We have shown that in order for PWS-IC to become methylated in the blastocyst, it has to undergo demethylation in the oocyte. This is known for the mouse sequence, where demethylation in primordial germ cells precedes methylation in the oocyte (18). While the present communication was prepared for publication, it came to our notice that transcription that originates upstream to and goes through the maternally imprinted DMRs of the mouse Gnas locus (on chromosome 2) in growing oocytes is essential for and precedes their eventual methylation (23). In our experiment, with the AS-IC located at the very 5′ end of the transgene, such a mechanism is very unlikely since AS-IC was not found to promote transcription (24). However, a transcription based mechanism could be in accord with the presence of OCTA and SOX elements in AS-IC. These elements are known to enhance and not merely promote transcription in the early embryo (25), and therefore could enhance transcription in a wider, endogenous context. With regard to the mouse, transcripts of the IC that make use of an alternative promoter that lies upstream to Snrpn have been reported in the oocyte (26). The use of alternative promoters and upstream exons of SNRPN is also known in the human (27), and 1 such exon (u5) was found within AS-IC (24). Chotalia et al. propose that transcription serves to ‘open’ the chromatin for DNA methylation (23). This might explain our results, where we found that when imprinting is disrupted by mutations in cis elements, PWS-IC is methylated early nonetheless (Fig. 3B). It is therefore conceivable that this aberrant methylation in the mutated transgene reflects a ‘closed’ chromatin conformation that prevents transcription through PWS-IC at an earlier stage, and consequently its stable methylation at a later stage. We remain open to the possibility that transcription and protein binding to AS-IC in the oocyte are functionally entwined to regulate imprint establishment at the PWS-IC sequence.
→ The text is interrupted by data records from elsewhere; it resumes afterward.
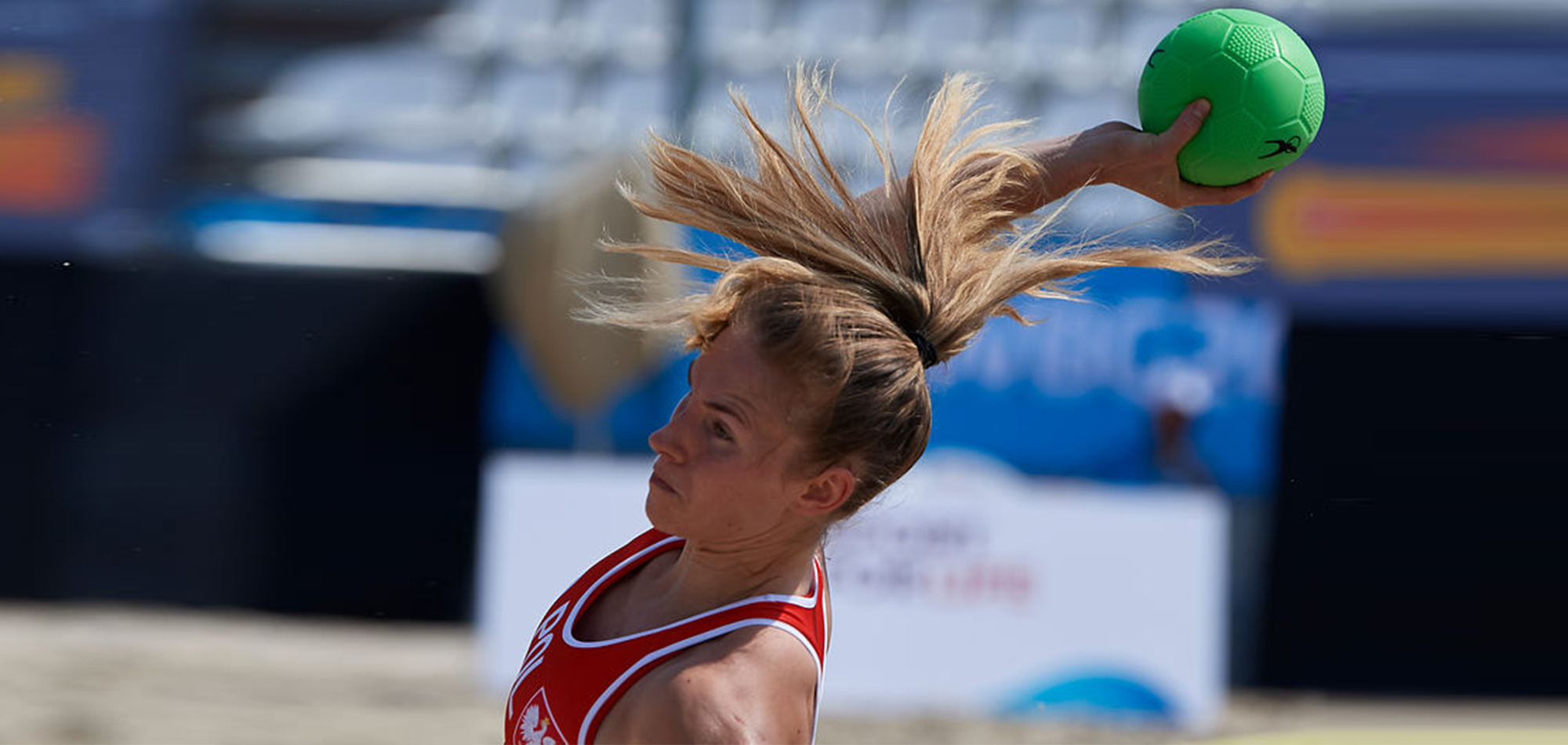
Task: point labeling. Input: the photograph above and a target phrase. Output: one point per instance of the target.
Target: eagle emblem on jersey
(537, 725)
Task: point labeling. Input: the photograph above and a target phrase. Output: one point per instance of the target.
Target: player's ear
(827, 492)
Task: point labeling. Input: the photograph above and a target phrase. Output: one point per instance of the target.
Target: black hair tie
(924, 346)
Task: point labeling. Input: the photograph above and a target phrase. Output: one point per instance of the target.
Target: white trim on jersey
(583, 600)
(694, 641)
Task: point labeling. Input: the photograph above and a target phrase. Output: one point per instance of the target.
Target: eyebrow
(735, 412)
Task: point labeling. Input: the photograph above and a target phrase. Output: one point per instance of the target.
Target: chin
(658, 514)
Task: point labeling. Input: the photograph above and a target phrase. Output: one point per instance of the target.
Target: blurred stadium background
(280, 278)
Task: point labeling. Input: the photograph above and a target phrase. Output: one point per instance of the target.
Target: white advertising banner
(967, 589)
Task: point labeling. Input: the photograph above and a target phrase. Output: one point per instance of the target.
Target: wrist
(1076, 161)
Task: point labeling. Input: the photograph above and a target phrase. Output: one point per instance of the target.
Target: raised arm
(1112, 153)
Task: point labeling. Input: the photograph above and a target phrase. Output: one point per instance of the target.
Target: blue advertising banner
(90, 96)
(1142, 382)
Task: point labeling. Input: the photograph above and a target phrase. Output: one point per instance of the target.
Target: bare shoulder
(755, 685)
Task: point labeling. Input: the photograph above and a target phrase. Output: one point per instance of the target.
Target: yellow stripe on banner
(1327, 224)
(1459, 736)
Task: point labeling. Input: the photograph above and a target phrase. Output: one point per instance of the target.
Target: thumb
(1186, 126)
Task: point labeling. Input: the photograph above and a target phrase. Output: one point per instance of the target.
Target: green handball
(1263, 82)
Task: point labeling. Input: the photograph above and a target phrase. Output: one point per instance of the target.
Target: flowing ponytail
(857, 297)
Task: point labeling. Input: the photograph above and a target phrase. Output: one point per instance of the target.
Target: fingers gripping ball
(1261, 79)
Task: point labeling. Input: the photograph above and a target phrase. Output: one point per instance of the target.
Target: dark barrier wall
(302, 442)
(1421, 509)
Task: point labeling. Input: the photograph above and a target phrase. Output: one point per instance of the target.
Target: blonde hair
(843, 299)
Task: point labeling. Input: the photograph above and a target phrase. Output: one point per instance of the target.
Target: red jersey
(567, 685)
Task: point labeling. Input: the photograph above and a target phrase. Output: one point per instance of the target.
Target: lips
(661, 484)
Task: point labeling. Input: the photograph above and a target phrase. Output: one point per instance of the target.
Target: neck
(706, 575)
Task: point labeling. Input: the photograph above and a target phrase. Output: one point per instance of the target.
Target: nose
(662, 443)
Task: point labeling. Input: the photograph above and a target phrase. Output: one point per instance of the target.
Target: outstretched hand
(1147, 164)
By showing the aberrant methylation of PWS-IC in the mutant transgenes in the oocyte, our results shed light on a previous report by Johnstone and colleagues (28). These authors observed that replacement of the mouse PWS-IC with the human endogenous sequence resulted in the human PWS-IC being methylated in the mouse oocyte and losing this methylation in somatic cells. It was suggested that this is due to the divergence of the mechanisms of imprint maintenance between the mouse and the human. We would rather associate this early methylation of PWS-IC and the eventual loss thereof in the Johnstone et al. experiment with the lack of AS-IC in the knocked-in construct, as in our study mutations at AS-IC gave similar results.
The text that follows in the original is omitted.